SemNet
SemNet is a semantic network of concepts generated by parsing natural language. The goal is to simulate a human intelligence model by interpretting text and forming logical connections between ideas.
Setup
The experiment requires the
Stanford CoreNLP library jar
and the model jar. A configuration file config.cfg
needs to be created in the
project's root of the following format:
[stanford]
jar-path: path/to/stanford-corenlp.jar
model-path: path/to/stanford-english-model.jar
[graphs]
output-dir: path/of/output/graph/dir
With the respective paths replaced with the locations of the downloaded jars and desired output directories.
Explanation
Currently, the mapper operates by using Stanford's corenlp library to graph the dependencies within each sentence (identify subject, direct object, adjectival modifiers, etc.), then using the structures within the graph, extract and/or infer logical rules based on the text.
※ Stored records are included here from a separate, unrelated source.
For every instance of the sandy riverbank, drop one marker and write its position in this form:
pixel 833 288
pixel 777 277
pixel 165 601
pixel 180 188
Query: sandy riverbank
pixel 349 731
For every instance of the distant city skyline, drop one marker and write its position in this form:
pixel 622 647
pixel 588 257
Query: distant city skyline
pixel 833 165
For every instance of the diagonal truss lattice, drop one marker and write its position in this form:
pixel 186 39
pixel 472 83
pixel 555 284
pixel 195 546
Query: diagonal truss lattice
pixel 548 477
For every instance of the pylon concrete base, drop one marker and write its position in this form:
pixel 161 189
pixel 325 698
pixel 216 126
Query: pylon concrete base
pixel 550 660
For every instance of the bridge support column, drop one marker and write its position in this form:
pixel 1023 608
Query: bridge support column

Given a set of sentences about one topic, a reasonable logical model can be generated for that topic.
Concepts follow a hierarchy of specificity. Some concepts are more specific than
others, and the relationship between abstract and more concrete concepts is
captured. For example, Concept <plant> [tall]
is a child concept of
Concept <plant>
because they both refer to plants, except that the first one
only refers to tall plants, which is a subset of all plants.
Example
parse("trees are tall plants")
=> Concept <tree>
be:
Concept <plant> [tall]
parse("plants have green leaves")
=> Concept <tree>
be:
Concept <plant> [tall]
have:
Concept <leav> [green]
Concept <plant>
have:
Concept <leav> [green]
Concept <leav>
Concept <green>